Thank you for doing the research on the comment made about secondary poisoning being a myth. I had meant to do the research because I knew this information was in error. I have seen it first hand when helping at the local Emergency Vet Clinic. The cat in question died then had a necropsy and was determined to have died by ingesting a mouse that had ingested rat poison. Pretty conclusive. We learn something new every day. Rat poison is a very bad thing even when used as intended there is potential collateral damage and death.


----------



## johnsopi (Jan 23, 2008)

25 cats I bet that hard on the bird popaltion as well as mouse.


----------



## Bill (Jan 23, 2008)

First off I would like to say that I live in the country and would never do anything to harm our environment or our animals. Second I hope we can have a healthy discussion and share information with each other and learn from each other as well. 

I have been involved in Integrated Pest Management for 38 years and never came across secondary poisoning, but it can happen. So from my professional opinion I can say it’s extremely rare. Let’s analyze the statement above a cat ate one mouse that had ingested a rodenticide and died. A cat could consume three mice that had consumed and died from most commonly used second generation rodenticides and the chance of dying is almost zero. 

An understanding how the rodenticides work is in order. Using Brodifacoum as an example a mouse would eat four grams every day for several days. It can take anywhere from 3 to 14 days to die. By the time the rodent dies it may have very little rodenticide in its system, but may contain some in the liver, and possible some pellets in the mouth.  A 4.4 pound cat would need to eat 35.3 grams of the rodent bait to die. So the number of mice would be maybe 6 to 8 mice. Most rodenticides cause the animal to hem ridge and may not eat for a few days before dying. So it could take even more than 8 mice. Anticoagulants can be easily reversed by administering vitamin K1. Remember the active ingredient in some rodenticides is .005%, which is a very small amount of active ingredient. Toxicity levels are milligrams per kilograms of body weight, so an animal 300 times the weight of a mouse, would normally have to eat 300 times the lethal dose. 

Rodents cannot regurgitate so once a rodenticide is ingested it stays down. On the other hand dogs and cats can eliminate at will, so can raccoons, fox, etc. So this is another safety factor. Many rodenticides contain bitrex which is very bitter and rodents have little taste but other animals and children do not like.   Also anticoagulants are used for making blood thinners for human consumption, so there has to be safe dosages, with little to no side effects. 

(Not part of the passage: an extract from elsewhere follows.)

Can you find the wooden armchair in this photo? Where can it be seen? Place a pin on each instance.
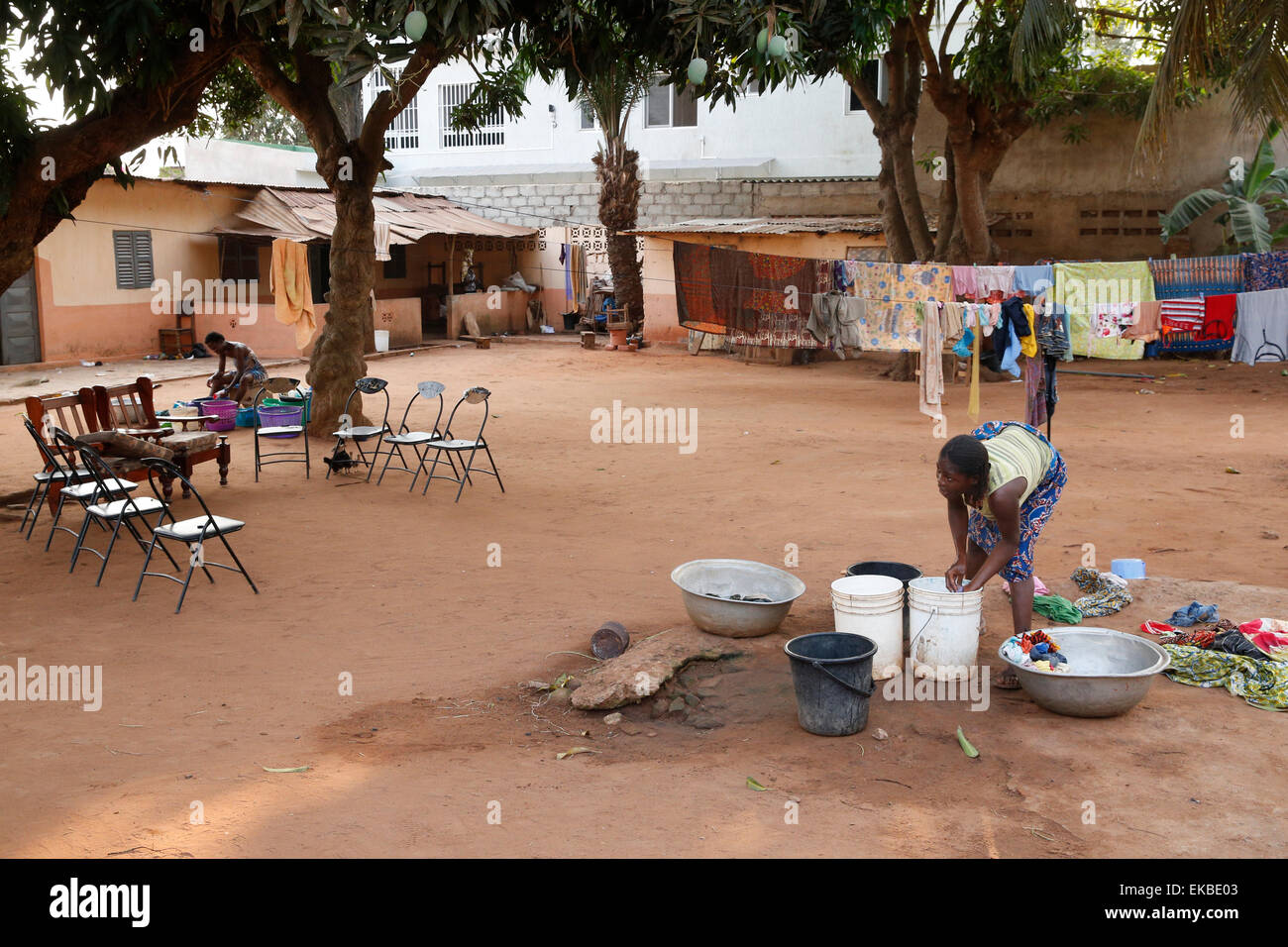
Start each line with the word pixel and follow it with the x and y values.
pixel 129 408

Each rodenticide has different levels of safety that a professional applying them would consider. Brodifacoum in my opinion would be a poor choice on a farm. Most poisonings are non-target animals eating the bait directly. So knowing specific hazards of a rodenticide is important. Placing the baits in tamper proof bait stations excludes non target animals. Having rodents outside is not a problem in my opinion. But having them nest in your kitchen cabinets is another story. I highly recommend mouse traps then secondary poisoning isn’t an issue.


----------



## woodconvert (Jan 24, 2008)

SO, I evicted some whiskery tenants last night. They didn't put up much of a fuss. I brushed off the fuzzies of the mouse house, loaded the wood in the bag and stacked the wood on the porch.

Long story short....when you bring wood in to dry next to the stove....DO NOT include a piece of wood that was the footings for a mouse house. WOW does that stink when it gets hot.


----------



## kalevi (Jan 24, 2008)

An associate did not like killing mice so he live trapped them and let them go outside. He marked them with a little paint. He was catching the same mice. He kept letting them go farther and farther from his house. He found if he relocated them about a mile or more, they did not come back.


----------



## Vic99 (Jan 24, 2008)

I believe 1 mile is the minimum standard for trap and release if you don't want to see the same mice return.

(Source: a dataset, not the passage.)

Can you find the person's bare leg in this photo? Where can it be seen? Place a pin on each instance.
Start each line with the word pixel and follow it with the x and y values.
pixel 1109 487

To help with mouse proofing, check for holes around the foundation and fill them with steel wool.  Mice have a tough time digging through that.  You've got to get ALL the holes the size of your thumb nail or bigger.  You'd be suprised where they can fit.


----------



## Bill (Jan 24, 2008)

Adult mice can fit into a hole the diameter of a dime. Steel wool is good for temporary use, but it rusts, so copper wool is better.


----------



## ansehnlich1 (Jan 24, 2008)

I'm humane, if I catch 'em and they're still alive I kill 'em as quick as possible.........old farm boy here not interested in humane treatment of the rodent mouse.


----------



## Fire Bug (Jan 24, 2008)

Old Farm Boy,
 I would say killing a couple more and you should be on your way to succefully eliminating all the rodents from your property,(excuse me FARM). rather simple thinking.  Soundsl like your not interested in controling the VARMINTS but you just like to kill things.


----------



## Fire Bug (Jan 24, 2008)

Old Farm Boy,
 I would say killing a couple more and you should be on your way to succefully eliminating all the rodents from your property,(excuse me FARM). rather simple thinking.  Soundsl like your not interested in controling the VARMINTS but you just like to kill things. Does this make you feel MANLY? I am sure it does,(Lets see two ounce mouse verses 200 pound plowboy,Yep, I recond that would make you feel MANLY. Now you could go kill the barn cat that didn't kill the mouse that you had to MANLY EXTERMINATE).
 Congradulations, you can hang the mouse head on your living room wall, that unless of course your the guy that eliminates the mice with a shot gun!
 Load up the 12 gauge JED here comes another one of them their critters 
 I too own a farm, but I let the barn cats take care of the mice, and they do it so well!
 What simple logic!


----------



## Fire Bug (Jan 24, 2008)

kalevi said:
			
		

> An associate did not like killing mice so he live trapped them and let them go outside. He marked them with a little paint. He was catching the same mice. He kept letting them go farther and farther from his house. He found if he relocated them about a mile or more, they did not come back.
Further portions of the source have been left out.